The exhibition/trade show featured 479 vendors and exhibitors from governmental and non-profit organizations—50 more than last year. The majority of exhibitors were German companies with German products, but a great many international and U.S. exhibitors familiar to Americans have a long history of exhibiting at INTERGEO. Also, a few enterprising companies familiar in the United States exhibited as part of their plans to expand their market bases to Europe. Regardless of their origins, there was something for everyone in the geomatics spectrum. The international aspect of this show was demonstrated not only by the homelands of the attendees—certainly many from all over Europe, as well as from the rest of the world—but also the almost 20 percent of exhibitors who came from 23 different nations in addition to Germany. The exhibits in the 220,000 square feet of exhibition space reflected the trends in geomatics, with 55 percent of exhibitors specializing in geo-information and 30 percent specializing in surveying and geodesy. The show organizers announced that 60 new products were being demonstrated or shown at the exhibits. Most of these were in the areas of mapping, GIS and CADD, and were intended for the German markets. Most exhibitors had people in their booths who could converse in English as well as several other European languages. Quite a few had literature available in English as well. The conference part of the show, called the Congress, with a session or two of papers presented in English to accommodate the international makeup of the attendees, continues to attract a much smaller proportion of attendees, as most are content to take the CD with papers home or access the same information on the Internet.
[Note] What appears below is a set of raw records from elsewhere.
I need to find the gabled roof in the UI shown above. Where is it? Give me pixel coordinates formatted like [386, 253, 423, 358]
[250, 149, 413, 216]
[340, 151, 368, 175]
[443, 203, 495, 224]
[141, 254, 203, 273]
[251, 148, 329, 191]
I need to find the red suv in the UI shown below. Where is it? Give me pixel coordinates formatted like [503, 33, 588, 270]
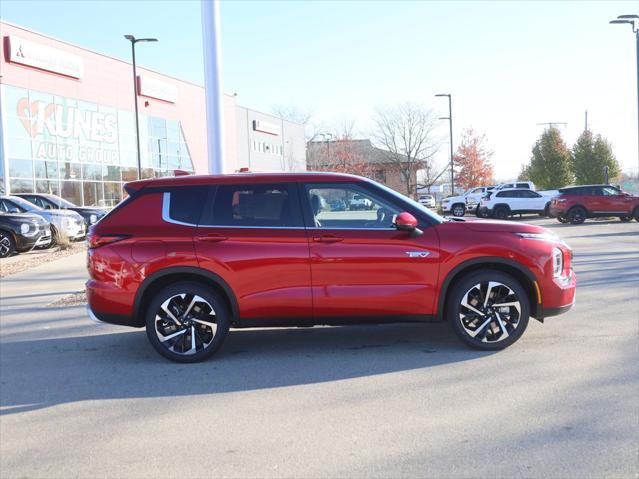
[549, 185, 639, 224]
[86, 173, 576, 362]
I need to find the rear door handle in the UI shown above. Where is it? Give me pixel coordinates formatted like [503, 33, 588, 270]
[196, 234, 228, 243]
[313, 235, 344, 243]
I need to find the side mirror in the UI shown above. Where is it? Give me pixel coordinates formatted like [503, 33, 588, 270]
[394, 212, 423, 237]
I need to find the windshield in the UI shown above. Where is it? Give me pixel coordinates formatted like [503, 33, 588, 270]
[7, 196, 43, 212]
[49, 196, 75, 208]
[373, 182, 444, 224]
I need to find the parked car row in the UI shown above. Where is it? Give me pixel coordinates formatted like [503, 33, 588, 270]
[440, 181, 638, 225]
[0, 193, 107, 258]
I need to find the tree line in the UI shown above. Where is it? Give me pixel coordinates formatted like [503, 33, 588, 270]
[274, 102, 495, 197]
[518, 127, 620, 190]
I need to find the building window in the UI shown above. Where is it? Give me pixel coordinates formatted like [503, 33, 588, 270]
[374, 169, 386, 183]
[1, 84, 195, 206]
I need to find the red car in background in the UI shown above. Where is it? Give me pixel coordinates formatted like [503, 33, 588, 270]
[549, 185, 639, 224]
[86, 173, 576, 362]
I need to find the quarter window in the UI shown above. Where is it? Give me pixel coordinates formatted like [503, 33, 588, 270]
[166, 186, 208, 225]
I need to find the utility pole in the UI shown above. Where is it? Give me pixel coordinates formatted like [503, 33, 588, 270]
[435, 93, 454, 194]
[536, 122, 568, 130]
[585, 110, 588, 132]
[610, 14, 639, 175]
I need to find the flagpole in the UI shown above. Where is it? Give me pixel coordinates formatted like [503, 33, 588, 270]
[201, 0, 226, 174]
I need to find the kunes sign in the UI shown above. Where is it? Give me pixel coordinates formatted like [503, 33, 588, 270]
[17, 97, 120, 163]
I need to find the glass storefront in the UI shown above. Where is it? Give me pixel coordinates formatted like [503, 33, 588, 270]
[0, 85, 194, 207]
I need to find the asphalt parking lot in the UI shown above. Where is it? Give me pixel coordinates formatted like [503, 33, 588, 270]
[0, 217, 637, 478]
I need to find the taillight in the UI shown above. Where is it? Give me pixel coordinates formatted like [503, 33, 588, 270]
[87, 233, 129, 249]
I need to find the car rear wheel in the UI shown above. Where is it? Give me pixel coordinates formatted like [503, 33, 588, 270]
[452, 203, 466, 217]
[0, 231, 16, 258]
[567, 206, 587, 224]
[620, 216, 631, 222]
[633, 207, 639, 222]
[145, 282, 230, 363]
[447, 271, 530, 351]
[493, 206, 509, 220]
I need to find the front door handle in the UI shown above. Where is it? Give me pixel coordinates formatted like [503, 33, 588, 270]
[196, 234, 228, 243]
[313, 235, 344, 243]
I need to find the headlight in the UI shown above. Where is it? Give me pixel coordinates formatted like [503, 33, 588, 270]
[552, 247, 564, 277]
[20, 222, 38, 237]
[89, 214, 97, 224]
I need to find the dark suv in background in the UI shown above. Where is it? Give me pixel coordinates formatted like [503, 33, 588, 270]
[0, 212, 52, 258]
[549, 185, 639, 224]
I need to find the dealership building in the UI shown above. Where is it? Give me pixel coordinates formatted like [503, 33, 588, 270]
[0, 21, 306, 206]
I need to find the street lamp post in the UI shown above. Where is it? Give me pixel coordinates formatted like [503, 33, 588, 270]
[435, 93, 454, 194]
[124, 35, 158, 180]
[610, 14, 639, 173]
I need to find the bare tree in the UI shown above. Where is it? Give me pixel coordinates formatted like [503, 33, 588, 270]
[372, 103, 441, 197]
[417, 163, 448, 194]
[306, 121, 373, 177]
[270, 105, 313, 125]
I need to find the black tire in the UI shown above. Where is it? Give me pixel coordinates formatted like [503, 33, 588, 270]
[557, 216, 569, 224]
[447, 270, 530, 351]
[493, 206, 509, 220]
[620, 216, 632, 222]
[567, 206, 587, 225]
[145, 281, 230, 363]
[451, 203, 466, 217]
[540, 203, 550, 217]
[0, 230, 16, 258]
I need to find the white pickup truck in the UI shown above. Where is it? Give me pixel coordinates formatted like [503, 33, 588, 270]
[441, 186, 495, 217]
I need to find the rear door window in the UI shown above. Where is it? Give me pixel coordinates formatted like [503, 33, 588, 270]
[204, 183, 303, 228]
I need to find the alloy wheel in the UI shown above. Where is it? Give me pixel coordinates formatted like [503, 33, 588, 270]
[452, 204, 465, 217]
[459, 281, 522, 344]
[0, 233, 13, 258]
[154, 293, 218, 356]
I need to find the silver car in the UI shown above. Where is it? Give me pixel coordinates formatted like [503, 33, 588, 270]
[0, 196, 86, 241]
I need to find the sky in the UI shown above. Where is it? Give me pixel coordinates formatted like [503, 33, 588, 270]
[1, 0, 638, 180]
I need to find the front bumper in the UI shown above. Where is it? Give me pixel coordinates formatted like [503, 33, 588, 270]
[538, 269, 576, 319]
[548, 205, 566, 218]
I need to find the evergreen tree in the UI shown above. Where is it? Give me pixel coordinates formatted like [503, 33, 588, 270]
[572, 130, 620, 184]
[528, 128, 573, 189]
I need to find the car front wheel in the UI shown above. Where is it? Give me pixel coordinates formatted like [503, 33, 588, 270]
[145, 282, 230, 363]
[452, 204, 466, 217]
[620, 216, 631, 222]
[0, 231, 16, 258]
[447, 271, 530, 351]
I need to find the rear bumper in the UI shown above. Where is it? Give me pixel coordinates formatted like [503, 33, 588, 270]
[86, 279, 141, 327]
[86, 304, 140, 327]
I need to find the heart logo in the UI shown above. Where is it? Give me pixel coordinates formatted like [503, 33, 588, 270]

INTERGEO 2003 is scheduled for Sept. 17-19, 2003 in Hamburg, Germany. This comprehensive professional meeting for practitioners in the geomatics industry is a significant show dedicated to being an important resource for the world’s surveyors, mappers and GIS professionals. The high interest it attracted from geomatics practitioners in its native Germany, as well as from around the world, might summon a positive outlook about the economy’s robustness as well. Geomatics professionals in the United States wishing to taste a more international perspective of their profession coupled with an interesting experience in European culture may want to put the 2003 INTERGEO on their calendars. For more information about INTERGEO see www.intergeo.de and www.dvw.de.
A New Chapter for FIGThe opening ceremonies for the 2002 INTERGEO conference included the handover of the International Federation of Surveyors (FIG) administration and presidency of U.S. Council President Robert W. Foster, responsible for the last Congress in Washington, D.C., earlier this year, to German Council President Holger Magel, responsible for organizing the 2006 Congress in Munich. Professor Magel, a current FIG vice president, will be president from 2003-2006 and will chair the German Council as it officially starts its work Jan. 1, 2003. Chaired by Hagen Graeff, president of the German member association of FIG, DVW, the handover ceremony included music presented by the Band of the U.S. Army (First Armoured Division) and presentations by the cheerleaders of the Frankfurt Galaxy football team.
In his address to the assembly, Foster summarized the main achievements of the U.S. administration of FIG, including the significant change of elected officers, providing for ”a true democratization of the Federation”; the efficient operation of the Federation through its permanent home in Copenhagen since 1999; the benefit of a reserve fund to be passed along among administrations; the progression of the FIG Education Foundation with support from ESRI (Redlands, Calif.). Foster also highlighted a growing membership and cooperation with several United Nations agencies. Foster then handed over the President’s chain to Prof. Magel.
Incoming Council members led by Magel are Vice Presidents Dr. Andreas Drees and Dr. Ralf Schroth of Germany and T.N. Wong of Hong Kong, China; Congress Director Thomas Gollwitzer and Commission Representative Gerhard Muggenhuber of Austria. DVW will name the remaining vice president by the end of the year.